An Organization for Economic Cooperation and Development report claims that not only does redistributing wealth through high taxes not slow growth — it is actually the best way to reduce income inequality that is responsible for weakened economic growth in rich countries,
The Wall Street Journal reported.
The report found a "long-term trend toward higher inequality" in well-to-do countries. It said that such disparities in income in Europe, the U.S. and elsewhere contributed to economic sluggishness.
The report argued that OECD countries needed to invest in human capital by educating underprivileged children, since poor families comprise the bottom 40 percent in income distribution, the Journal reported.
"Redistribution policies via taxes and transfers are a key tool to ensure the benefits of growth are more broadly distributed and the results suggest they need not be expected to undermine growth.

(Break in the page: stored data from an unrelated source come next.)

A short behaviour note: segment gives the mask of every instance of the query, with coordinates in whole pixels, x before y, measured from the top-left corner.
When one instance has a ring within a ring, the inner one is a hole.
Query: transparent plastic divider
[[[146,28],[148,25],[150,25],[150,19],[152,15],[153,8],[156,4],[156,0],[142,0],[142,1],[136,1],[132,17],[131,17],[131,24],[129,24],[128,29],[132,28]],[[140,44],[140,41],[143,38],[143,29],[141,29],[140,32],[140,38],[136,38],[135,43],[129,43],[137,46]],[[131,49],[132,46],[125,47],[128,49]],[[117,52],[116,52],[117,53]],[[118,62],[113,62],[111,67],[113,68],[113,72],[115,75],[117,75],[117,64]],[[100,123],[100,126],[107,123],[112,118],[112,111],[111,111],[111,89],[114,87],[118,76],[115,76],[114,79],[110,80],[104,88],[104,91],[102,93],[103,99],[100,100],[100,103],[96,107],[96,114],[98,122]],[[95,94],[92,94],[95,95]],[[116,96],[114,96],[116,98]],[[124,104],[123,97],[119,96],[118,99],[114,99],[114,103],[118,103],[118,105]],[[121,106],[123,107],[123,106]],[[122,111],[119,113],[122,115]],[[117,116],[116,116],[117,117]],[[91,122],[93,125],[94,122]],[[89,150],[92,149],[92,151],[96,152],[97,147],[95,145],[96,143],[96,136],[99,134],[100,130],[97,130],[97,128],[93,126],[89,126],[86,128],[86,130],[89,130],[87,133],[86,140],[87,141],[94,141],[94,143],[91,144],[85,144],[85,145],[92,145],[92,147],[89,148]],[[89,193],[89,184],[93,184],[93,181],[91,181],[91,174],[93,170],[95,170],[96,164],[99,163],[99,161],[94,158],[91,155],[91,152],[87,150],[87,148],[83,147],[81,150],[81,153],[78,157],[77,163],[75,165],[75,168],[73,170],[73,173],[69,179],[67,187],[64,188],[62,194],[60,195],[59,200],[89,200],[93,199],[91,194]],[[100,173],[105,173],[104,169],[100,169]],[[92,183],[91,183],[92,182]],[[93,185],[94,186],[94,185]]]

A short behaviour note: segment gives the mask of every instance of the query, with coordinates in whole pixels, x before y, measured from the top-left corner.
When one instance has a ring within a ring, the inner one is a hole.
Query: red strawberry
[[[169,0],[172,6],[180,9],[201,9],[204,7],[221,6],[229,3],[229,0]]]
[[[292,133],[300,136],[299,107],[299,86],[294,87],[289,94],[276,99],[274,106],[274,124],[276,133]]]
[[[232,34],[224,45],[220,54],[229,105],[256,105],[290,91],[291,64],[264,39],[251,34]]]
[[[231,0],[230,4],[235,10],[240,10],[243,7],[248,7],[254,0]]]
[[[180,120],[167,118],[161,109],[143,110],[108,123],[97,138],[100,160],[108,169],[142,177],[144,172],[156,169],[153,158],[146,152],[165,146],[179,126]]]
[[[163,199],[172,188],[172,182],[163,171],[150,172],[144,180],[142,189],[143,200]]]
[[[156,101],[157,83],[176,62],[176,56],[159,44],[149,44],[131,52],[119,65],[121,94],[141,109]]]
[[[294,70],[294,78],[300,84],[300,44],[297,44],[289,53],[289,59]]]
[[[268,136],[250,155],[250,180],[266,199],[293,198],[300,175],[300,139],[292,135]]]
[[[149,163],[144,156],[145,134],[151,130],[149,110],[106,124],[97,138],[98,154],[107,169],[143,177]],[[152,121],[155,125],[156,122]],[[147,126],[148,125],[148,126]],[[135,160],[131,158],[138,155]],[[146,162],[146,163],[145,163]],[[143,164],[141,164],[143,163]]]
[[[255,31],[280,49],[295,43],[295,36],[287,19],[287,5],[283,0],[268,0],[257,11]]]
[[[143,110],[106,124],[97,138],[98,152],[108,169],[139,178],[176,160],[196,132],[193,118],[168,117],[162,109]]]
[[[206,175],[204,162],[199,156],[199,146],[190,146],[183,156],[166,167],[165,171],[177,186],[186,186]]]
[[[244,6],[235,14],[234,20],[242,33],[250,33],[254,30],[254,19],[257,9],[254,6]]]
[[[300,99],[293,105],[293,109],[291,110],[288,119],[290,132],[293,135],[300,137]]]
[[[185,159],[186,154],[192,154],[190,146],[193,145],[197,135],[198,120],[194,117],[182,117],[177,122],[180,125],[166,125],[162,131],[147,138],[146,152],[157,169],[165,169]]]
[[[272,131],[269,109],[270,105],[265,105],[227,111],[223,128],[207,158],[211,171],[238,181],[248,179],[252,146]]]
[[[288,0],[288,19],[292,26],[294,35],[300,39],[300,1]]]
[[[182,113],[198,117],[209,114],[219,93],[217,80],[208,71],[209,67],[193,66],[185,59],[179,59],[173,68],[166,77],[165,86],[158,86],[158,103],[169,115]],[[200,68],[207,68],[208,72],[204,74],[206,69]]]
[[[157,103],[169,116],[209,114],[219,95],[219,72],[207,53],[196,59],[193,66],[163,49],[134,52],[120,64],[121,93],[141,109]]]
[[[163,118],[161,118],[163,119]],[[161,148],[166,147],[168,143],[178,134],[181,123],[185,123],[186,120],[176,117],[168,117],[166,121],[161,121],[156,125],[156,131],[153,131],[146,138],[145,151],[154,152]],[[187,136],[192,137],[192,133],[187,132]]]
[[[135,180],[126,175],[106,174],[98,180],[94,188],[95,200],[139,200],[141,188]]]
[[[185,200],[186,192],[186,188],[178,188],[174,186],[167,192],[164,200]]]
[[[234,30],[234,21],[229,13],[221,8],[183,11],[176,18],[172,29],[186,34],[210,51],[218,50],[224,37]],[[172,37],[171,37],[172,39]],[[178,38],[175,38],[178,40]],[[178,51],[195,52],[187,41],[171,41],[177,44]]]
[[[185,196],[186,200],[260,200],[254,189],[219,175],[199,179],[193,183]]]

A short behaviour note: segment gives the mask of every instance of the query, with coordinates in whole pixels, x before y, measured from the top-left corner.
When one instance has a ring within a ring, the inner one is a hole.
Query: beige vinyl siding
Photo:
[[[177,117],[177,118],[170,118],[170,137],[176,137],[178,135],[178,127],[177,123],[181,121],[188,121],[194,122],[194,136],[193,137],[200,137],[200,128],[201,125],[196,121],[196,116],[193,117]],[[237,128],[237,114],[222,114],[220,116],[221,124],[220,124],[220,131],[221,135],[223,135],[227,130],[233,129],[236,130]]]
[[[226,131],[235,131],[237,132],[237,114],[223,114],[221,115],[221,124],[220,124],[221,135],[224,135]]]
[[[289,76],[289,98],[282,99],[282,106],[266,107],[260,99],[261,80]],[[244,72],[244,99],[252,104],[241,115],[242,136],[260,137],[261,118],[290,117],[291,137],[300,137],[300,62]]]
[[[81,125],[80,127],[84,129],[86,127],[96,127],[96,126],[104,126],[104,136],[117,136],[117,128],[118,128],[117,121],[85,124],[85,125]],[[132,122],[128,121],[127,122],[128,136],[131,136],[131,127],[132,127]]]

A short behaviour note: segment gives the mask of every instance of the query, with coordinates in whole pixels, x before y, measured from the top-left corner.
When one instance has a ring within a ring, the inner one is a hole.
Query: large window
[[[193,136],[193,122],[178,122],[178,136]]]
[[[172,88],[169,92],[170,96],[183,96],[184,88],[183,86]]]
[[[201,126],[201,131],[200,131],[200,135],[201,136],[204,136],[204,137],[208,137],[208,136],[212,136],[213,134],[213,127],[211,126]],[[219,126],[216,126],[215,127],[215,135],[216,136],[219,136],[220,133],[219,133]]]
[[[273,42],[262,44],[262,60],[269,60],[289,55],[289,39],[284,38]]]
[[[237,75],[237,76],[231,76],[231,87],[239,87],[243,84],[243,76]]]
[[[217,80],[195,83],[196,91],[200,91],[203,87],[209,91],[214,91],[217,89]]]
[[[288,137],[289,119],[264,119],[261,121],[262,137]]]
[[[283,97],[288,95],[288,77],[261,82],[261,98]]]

"But it is also important to promote equality of opportunity in access to and quality of education," the OECD report said.
In
measuring inequality of income the OECD said that northern European countries such as Sweden (at 6.3 percent) were less unequal than Britain (9.6 percent) and the U.S. (16.5 percent).
Of the 34 OECD countries, inequality was highest in Mexico, where the top 10 percent enjoys incomes 30 times larger than the bottom 10 percent, the Journal reported.
OECD economist Mark Pearson said the report showed a convincing link between rising inequality and weaker economic growth.
The report argued that U.S. economic growth would be 6 percent to 7 percent stronger had inequality not increased over the two decades from the 1990s to 2010, and the British economy nearly 9 percent more robust. It said that raising taxes to redistribute wealth would aid growth, according to the Journal.
There are some
120 million Europeans at or near the poverty level. The influx of millions of immigrants to Europe may have contributed to the income disparity. Many immigrants, particularly from Muslim countries, have become
dependent on welfare.
Immigration critics note that the governments of Denmark, Norway and Sweden devote substantial portions of their budget to helping support non-European immigrants.
The
34-nation OECD sees its role as setting international standards to promote economic, social and environmental change and to recommend policies intended to improve the quality of people's lives.